Therefore, we theorize that identifying and manipulating processes underlying the emotional suffering (cortical-limbic circuitry) should be more successful in treating chronic pain than the standard approaches … that have concentrated on the source of nociceptive signals in the skin and spinal cord.
Dr. Apkarian has some brain imaging research results to back up his proposed theory. Some of his lab’s other recent results were highlighted in recent blogs by Cort Johnson:
- Bad Wiring: Were You Set Up For A Life of Chronic Pain? A Source of Chronic Pain
- Shape Shifting Pain: When the Brain Becomes Emotional
The Apkarian Lab was the first to examine brain activity in a common pain condition as it transforms over time. They scanned the brains of 46 people who had low back pain for about three months before coming to the hospital but who had not had any pain for at least a year before. The researchers scanned the subjects’ brains and evaluated their pain with doctor’s examinations and questionnaires four times over a period of one year. About half of the subjects recovered at some time during the year, while the other half had pain throughout which the researchers categorized as “persistent” (think “chronic”).
Previously, the Apkarian laboratory showed that the volume of grey matter in the brains of the same subjects who had persistent pain decreased over the same year. Grey matter describes the area of the brain where the central bodies and branched antennae, or dendrites, of nerve cells reside. In this study, at the beginning of the experiment the researchers measured the structure of brain white matter, which connects brain cells in different parts of the brain. They found a consistent difference in white matter between the subjects who recovered and the subjects who experienced “persistent” pain.
The researchers also found that the white matter of subjects who had “persistent” pain were similar to people with long term chronic pain. In contrast, the white matter of the subjects with acute pain who recovered looked similar to that of healthy control subjects. Next the researchers asked whether the white matter differences they saw during the initial brain scans predicted who would develop chronic back pain. They found differences in brain white matter found at the beginning of the pain process predicted at least 80 percent of the outcomes!
They also looked at the brain activity signatures of some of these patients. The acute back pain patients who had high functional connectivity between the medial prefrontal cortex and nucleus accumbens (areas more related to emotions) at the outset of the study were more likely to experience persisting pain.

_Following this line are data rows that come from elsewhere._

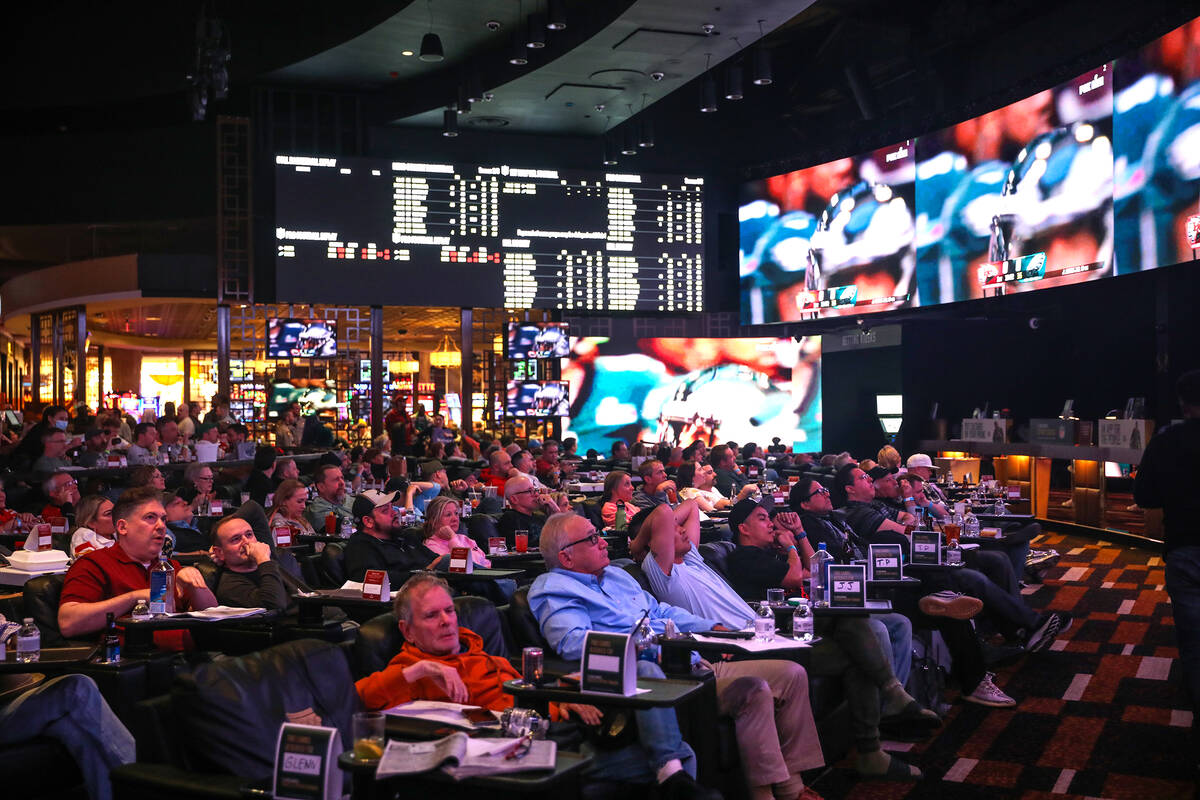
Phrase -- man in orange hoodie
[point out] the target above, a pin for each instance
(441, 661)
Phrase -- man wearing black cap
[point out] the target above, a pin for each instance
(767, 557)
(377, 545)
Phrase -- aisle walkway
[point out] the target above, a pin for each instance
(1099, 714)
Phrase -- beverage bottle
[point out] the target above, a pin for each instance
(29, 642)
(162, 587)
(802, 621)
(765, 624)
(112, 641)
(817, 589)
(647, 645)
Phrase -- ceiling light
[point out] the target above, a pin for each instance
(535, 35)
(556, 16)
(431, 48)
(733, 82)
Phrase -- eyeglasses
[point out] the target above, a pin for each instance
(591, 539)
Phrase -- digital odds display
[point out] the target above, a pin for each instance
(408, 233)
(679, 390)
(1093, 178)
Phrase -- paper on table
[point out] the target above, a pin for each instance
(437, 711)
(755, 645)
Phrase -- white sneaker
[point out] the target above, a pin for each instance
(988, 693)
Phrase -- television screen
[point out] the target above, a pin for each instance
(300, 338)
(538, 398)
(538, 341)
(678, 390)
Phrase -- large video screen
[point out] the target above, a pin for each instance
(371, 230)
(679, 390)
(1093, 178)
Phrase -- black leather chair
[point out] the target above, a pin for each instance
(214, 734)
(379, 638)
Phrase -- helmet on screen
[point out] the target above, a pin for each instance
(1060, 179)
(313, 338)
(865, 229)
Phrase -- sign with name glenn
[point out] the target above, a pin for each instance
(927, 547)
(609, 665)
(885, 561)
(306, 763)
(847, 585)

“Brain signatures of pain became more emotional in nature, although the description by the patients of their pain remained constant. … The idea that certain perceptions, like pain, are only encoded by certain brain regions has left its mark on psychology and neuroscience. This is the first unequivocal evidence that that cannot be tenable. ”
It’s important to note that the studies were done on patients with chronic low back pain. The Apkarian lab results, among others, have made it apparent that the brain signatures for different chronic pain states are different, so it’s not clear that these findings apply to other chronic pain states such as fibromyalgia, complex regional pain syndrome (CRPS), the various forms of chronic neuropathic pain, etc., as Apkarian theorizes. One area that has not been explored is how chronic pain brain signatures change over time. Time and more research will hopefully tell the story.
The Dr. Apkarian’s lab reverse translational approach to chronic pain has resulted in clinical trials of an antibiotic for chronic neuropathic pain. Their research suggests people with “chronic” back pain had unique white matter brain signatures prior to the development of their chronic pain, and upon developing the chronic back pain have very different brain activity signatures from patients who have acute low back pain.
The brain signatures of the people who develop chronic back pain show increased activity in the areas of the brain that are connected to emotions. This increased activity may be due to atrophy in the prefrontal cortex, the part of the brain that controls executive functioning.
Brain imaging studies have shown no evidence of increased nociceptive representation in the brain but rather point to enhanced activity in the emotional cortical-limbic circuitry. This has led Dr. Apkarian to theorize that identifying and manipulating the processes underlying emotional suffering may be much more successful than the current methodologies which have been largely unsuccessful.
On a personal note, I spent the two days before this final edit of this piece, crashed and mostly in bed, humbled by the severity of the pain I was experiencing. So I want to emphasize that these researchers are not saying that your chronic pain is “all in your head” or “chronic pain patients are faking it”, but that some chronic pain conditions apparently result in a very complex dance between emotions and chemistry being performed and, like many of you reading this, I am simply exploring the moves to this dance in a quest to quiet the pain.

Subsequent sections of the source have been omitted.